Lunes 08 de Septiembre de 2008
Berlín. — El Partido Socialdemócrata de Alemania (SPD), la mayor formación del mundo de este tipo, se hundió ayer en una aguda crisis al renunciar de manera inesperada su presidente, Kurt Beck. El SPD gobierna en coalición con la democracia cristiana de la jefa del Ejecutivo, Angela Merkel.
La anunciada nominación de Frank-Walter Steinmeier, ministro de Relaciones Exteriores, como candidato a jefe de gobierno para las elecciones de septiembre de 2009 terminó así con un verdadero terremoto interno en el SPD. La crisis golpea al partido a un año exacto de las elecciones en las que Angela Merkel volverá a ser candidata de la Unión Demócrata Cristiana (CDU).
El SPD, la agrupación política más antigua de Alemania, con raíces en el movimiento sindicalista del siglo XIX, languidece actualmente en niveles de popularidad del 20%, en contraposición con el 40% con que cuenta la CDU.
La unidad del SPD está siendo puesta a prueba en distintos frentes, entre otros en el Estado de Hesse, donde la socialdemócrata Andrea Ypsilanti perdió ante el actual primer ministro, el democristiano Roland Koch, en las elecciones locales de enero. Pese a haber fracasado, Ypsilanti volverá a tratar de quitarle el gobierno a los democristianos, ahora mediante una alianza con los Verdes y la tolerancia del partido La Izquierda (Die Linke). Una jugada que para muchos perjudicará al SPD en los comicios nacionales de 2009 y que contribuyó a la difícil situación que culminó en la renuncia de Beck.

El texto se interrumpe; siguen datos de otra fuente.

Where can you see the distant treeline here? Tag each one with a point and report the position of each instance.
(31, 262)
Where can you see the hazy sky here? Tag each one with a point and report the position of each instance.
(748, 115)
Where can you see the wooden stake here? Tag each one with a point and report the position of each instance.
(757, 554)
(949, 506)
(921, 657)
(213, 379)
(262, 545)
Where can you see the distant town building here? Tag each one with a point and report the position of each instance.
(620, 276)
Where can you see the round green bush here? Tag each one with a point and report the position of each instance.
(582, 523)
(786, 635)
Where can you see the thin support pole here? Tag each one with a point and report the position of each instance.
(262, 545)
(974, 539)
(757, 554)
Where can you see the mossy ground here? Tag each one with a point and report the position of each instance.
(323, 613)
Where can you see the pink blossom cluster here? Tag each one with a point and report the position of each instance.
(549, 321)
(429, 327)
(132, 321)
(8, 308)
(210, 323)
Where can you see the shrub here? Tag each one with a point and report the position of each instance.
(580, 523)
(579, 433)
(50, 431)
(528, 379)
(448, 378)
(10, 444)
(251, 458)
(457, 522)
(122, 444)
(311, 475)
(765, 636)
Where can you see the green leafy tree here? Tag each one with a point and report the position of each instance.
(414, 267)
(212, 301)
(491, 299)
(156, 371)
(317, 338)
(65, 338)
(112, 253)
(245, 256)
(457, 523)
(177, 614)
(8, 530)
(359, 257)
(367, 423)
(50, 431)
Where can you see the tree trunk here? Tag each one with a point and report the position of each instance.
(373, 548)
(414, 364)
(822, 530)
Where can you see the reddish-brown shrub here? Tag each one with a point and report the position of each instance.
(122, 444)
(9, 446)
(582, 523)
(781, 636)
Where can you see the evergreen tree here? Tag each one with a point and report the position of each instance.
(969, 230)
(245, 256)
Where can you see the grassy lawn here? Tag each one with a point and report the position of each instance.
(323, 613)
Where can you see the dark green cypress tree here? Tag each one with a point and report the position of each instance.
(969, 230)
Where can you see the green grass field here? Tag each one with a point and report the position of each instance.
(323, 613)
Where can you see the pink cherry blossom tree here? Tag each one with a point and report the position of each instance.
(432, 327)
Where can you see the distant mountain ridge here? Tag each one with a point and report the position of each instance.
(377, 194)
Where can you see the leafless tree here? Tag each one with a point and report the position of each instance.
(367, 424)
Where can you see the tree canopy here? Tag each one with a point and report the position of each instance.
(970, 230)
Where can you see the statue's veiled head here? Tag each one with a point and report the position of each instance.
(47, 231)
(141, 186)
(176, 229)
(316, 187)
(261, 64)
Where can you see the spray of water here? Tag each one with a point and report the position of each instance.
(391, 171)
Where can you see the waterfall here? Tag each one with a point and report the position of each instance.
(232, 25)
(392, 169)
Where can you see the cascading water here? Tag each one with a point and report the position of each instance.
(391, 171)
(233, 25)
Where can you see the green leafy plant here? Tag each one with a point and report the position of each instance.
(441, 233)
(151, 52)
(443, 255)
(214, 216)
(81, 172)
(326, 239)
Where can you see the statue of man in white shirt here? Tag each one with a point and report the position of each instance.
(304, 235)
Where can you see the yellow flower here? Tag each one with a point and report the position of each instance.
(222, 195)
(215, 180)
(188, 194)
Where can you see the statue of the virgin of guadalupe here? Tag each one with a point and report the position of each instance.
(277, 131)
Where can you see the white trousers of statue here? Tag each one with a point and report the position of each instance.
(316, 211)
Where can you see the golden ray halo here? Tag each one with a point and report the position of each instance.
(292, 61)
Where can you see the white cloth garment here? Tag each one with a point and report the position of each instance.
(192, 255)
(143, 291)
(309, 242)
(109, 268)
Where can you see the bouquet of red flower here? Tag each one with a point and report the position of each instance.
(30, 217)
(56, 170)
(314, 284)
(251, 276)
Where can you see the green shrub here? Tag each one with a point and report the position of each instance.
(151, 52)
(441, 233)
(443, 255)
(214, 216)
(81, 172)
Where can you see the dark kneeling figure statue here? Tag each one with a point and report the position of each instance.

Popular pero sin respaldo. Desmoralizado, Beck puso fin a meses de debates sobre su débil liderazgo y sus errores políticos en el enfrentamiento con La Izquierda. Desde hace meses se sabía que Beck daría un paso atrás en favor de Steinmeier, quien encabeza las encuestas como el más popular de los políticos alemanes, aunque carece de respaldo en las filas del SPD, donde se lo asocia con el ex canciller Gerhard Schröder y su programa de recortes sociales, la llamada Agenda 2010.
La secretaria general de la Unión Social Cristiana (CSU, aliada de la CDU), Christine Haderthauer, pronosticó que la "profunda fractura interna" del SPD crecerá aún más. "La izquierda del partido no perdonará a Steinmeier el haber sido el ideólogo de la Agenda 2010", aseguró.